So, to me, the only practical takeaway from that humility of our inability to forecast is to have some level of good enough, good enough forecasting to where I’m like, I have no idea what’s going to happen over the next 12 months or the next five years, but maybe I have some baseline expectations of—I expect there to be market volatility, I expect there to be recessions, I expect there to be bear markets. I don’t know when they’re going to come. But that’s good enough. If I can just have a baseline expectation of what’s going to happen, that’s good enough for me. And also, I think at the personal finance level, if you don’t have a concept of enough, then no matter how much money you make, it’s never going to feel satisfactory.
And one truth in finance is that if your expectations grow faster than your income, you will never be happy with your money, and it doesn’t matter how much money you make, if it’s $10,000 a year, or $10 million a year. That’s like an iron rule of finance that has to be obeyed. And one thing that I’ve always found fascinating is that there is so much effort, almost all of the effort in the financial industry goes toward the first part of that equation, which is increasing your money, increasing your income, increasing your net worth, which is great, of course, that’s an important part. But there’s almost a complete and utter ignorance of the other part of the equation, which is keeping your expectations in check. And it should not be any surprise that a lot of people, by and large, will go through their life where, on average, over a period of time, their income will rise, their net worth will rise, and are they any happier for it? Maybe a little bit, but not nearly what you imagined you would be.
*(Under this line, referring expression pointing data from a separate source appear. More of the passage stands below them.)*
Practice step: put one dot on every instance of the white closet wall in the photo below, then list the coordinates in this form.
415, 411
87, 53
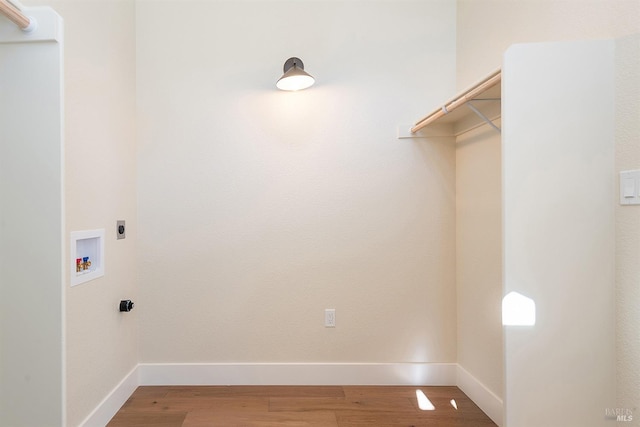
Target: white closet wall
31, 195
559, 236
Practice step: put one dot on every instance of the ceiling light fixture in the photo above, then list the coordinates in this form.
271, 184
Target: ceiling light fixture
294, 77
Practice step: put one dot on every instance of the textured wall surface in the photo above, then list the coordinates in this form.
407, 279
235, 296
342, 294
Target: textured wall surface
479, 255
260, 208
486, 29
100, 186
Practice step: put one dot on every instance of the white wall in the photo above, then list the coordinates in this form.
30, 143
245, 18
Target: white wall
259, 209
559, 228
485, 30
628, 226
31, 222
479, 255
100, 175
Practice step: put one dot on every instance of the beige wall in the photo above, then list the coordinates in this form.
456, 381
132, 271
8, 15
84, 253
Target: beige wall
485, 30
100, 165
479, 255
628, 225
259, 208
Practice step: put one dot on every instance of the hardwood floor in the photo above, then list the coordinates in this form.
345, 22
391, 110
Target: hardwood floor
296, 406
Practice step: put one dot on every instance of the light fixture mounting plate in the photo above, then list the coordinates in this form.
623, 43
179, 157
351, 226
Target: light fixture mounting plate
289, 63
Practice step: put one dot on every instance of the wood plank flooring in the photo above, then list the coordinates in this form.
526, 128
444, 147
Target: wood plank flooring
296, 406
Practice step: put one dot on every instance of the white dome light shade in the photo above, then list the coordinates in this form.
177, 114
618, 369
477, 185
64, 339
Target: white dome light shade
294, 77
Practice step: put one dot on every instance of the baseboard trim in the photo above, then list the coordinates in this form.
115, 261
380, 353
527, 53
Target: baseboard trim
425, 374
110, 405
298, 374
486, 400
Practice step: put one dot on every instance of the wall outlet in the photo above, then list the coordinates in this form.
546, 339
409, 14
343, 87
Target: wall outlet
330, 318
120, 230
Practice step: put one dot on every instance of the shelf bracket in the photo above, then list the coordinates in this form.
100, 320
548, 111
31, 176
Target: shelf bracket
483, 117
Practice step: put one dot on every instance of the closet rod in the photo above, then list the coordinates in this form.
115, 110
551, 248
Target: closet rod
460, 100
14, 14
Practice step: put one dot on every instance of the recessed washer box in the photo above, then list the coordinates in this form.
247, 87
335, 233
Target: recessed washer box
87, 256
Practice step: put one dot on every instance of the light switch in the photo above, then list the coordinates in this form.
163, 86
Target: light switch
630, 187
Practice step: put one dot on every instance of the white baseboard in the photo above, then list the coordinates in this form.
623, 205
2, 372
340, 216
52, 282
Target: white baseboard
298, 374
425, 374
114, 400
481, 395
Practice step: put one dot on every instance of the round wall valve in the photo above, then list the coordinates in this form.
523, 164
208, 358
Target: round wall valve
126, 305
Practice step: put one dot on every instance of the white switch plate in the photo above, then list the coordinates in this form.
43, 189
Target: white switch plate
330, 318
630, 187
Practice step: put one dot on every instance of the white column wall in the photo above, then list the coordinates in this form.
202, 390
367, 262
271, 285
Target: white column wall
31, 224
559, 232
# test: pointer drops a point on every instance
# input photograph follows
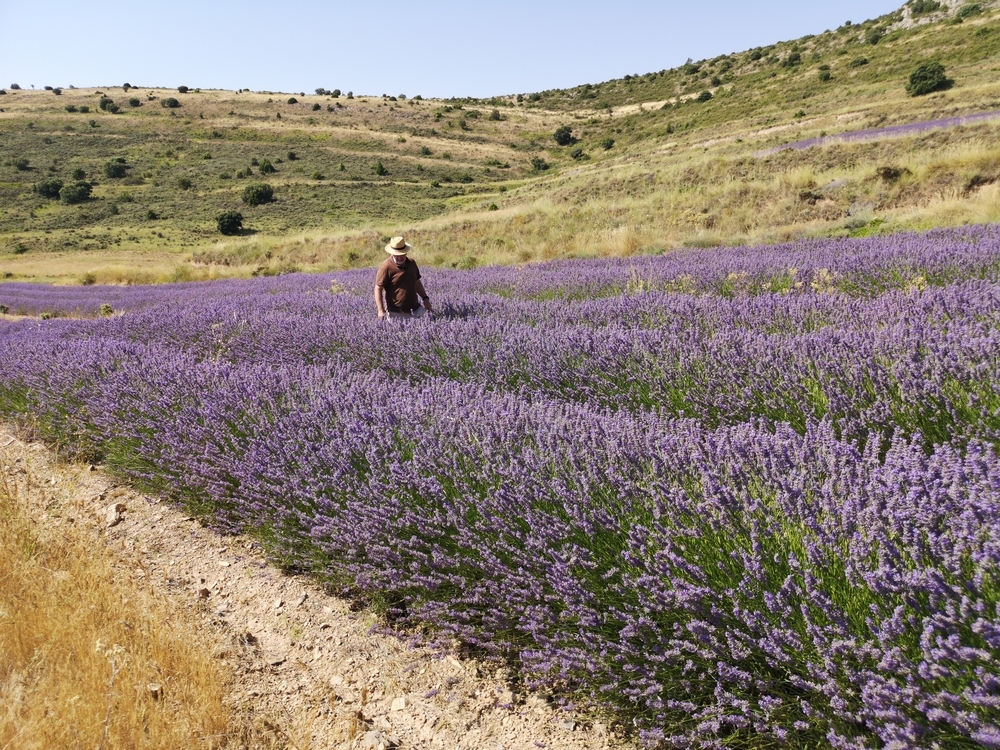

And for most people, if I said, if your net worth doubled in real terms, if your real net worth doubled from here, how would you feel about it? Most people would say, “I would feel amazed. That would be incredible. That would be such a windfall. I would be happier. We’d go on better vacations. We’d live in a better house.” But when that actually happens to people, by and large, they’re not. They’re not. And everybody knows this. What I just said is not even controversial. But the reason it takes place is because people’s expectations grow just as fast, if not faster than their income. And so, I think the only way that we can fight against that and use our money to live a better life is to put just as much effort into keeping our expectations low as goes into growing our net worth and growing our incomes.
Ptak: Thanks to all of our wonderful guests for sharing their insights over the past year. And thanks to you for listening. From all of us here at The Long View, we wish you all the best in 2023.